Comme le rapporte Robert Dales, son partenaire de vie pendant 45 ans : « C’était un homme animé d’une grande passion, entièrement voué à l’art lyrique et doté d’un flair artistique hors du commun. Il avait une oreille fine apte à découvrir les voix et les talents, au grand bonheur du monde de l’opéra. Il pouvait intuitivement attribuer l’ensemble des rôles de la distribution en associant les voix les plus appropriées aux bons rôles pour qu’opère sur scène la magie. » Non seulement Guttman a-t-il dirigé des chanteurs d’opéra de renommée internationale, il a su les guider en tant qu’artistes lyriques dans le répertoire convenant le mieux à leurs possibilités. Mentionnons entre autres les légendes canadiennes suivantes : Maureen Forrester, Judith Forst, Richard Margison, Victor Braun, Ermanno Mauro et Claude Corbeil. Guttman a également été actif dans la sphère sociale en cofondant, en 1992, l’organisme de bienfaisance Friends for Life qui vient en aide aux personnes atteintes de sida et de cancer. Sa contribution exceptionnelle au monde de l’opéra et le legs qu’il laisse à ses artisans au Canada lui ont valu d’innombrables prix et distinctions.

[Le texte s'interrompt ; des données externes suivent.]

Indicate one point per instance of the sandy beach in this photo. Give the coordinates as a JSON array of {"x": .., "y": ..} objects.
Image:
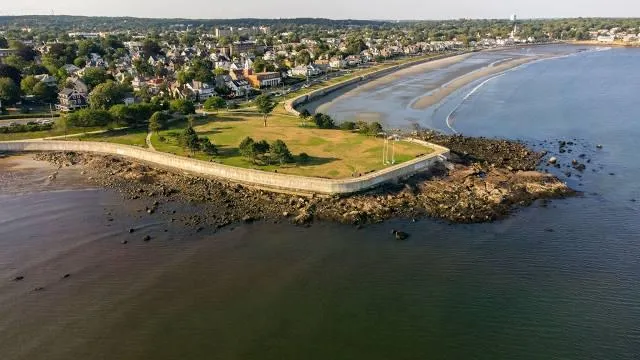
[{"x": 446, "y": 89}]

À l’heure où l’industrie lyrique canadienne et son infrastructure subissent une pression indue, notamment en raison des restrictions budgétaires et de l’effritement de l’auditoire lié au phénomène de l’opéra au cinéma, il convient de se rappeler les propos de Guttman : « Tout au long de ma carrière, j’ai cru profondément au pouvoir de l’opéra, à l’avancement des jeunes artistes lyriques que j’ai mentorés au fil des années et à la magie qui s’installe au lever du rideau; je suis persuadé que cela vaut les efforts et le travail et que cela en vaudra toujours la peine. Cette conviction, plus que toute autre chose, me donne la force de surmonter la peur, les moments de faiblesse et les doutes au sujet de mon engagement dans ce processus. » Comme son partenaire Robert Dales le souligne : « L’opéra était toute sa vie. Il ne vivait que pour l’opéra. »
Une telle humilité est certes admirable. Irving Guttman était un visionnaire armé d’une grande détermination qui a permis à l’opéra de rayonner dans l’ensemble du Canada. Son œuvre et sa vie doivent servir d’exemples aux administrateurs et aux politiciens, actuels et futurs. Ses réalisations sont des modèles dignes d’inspiration.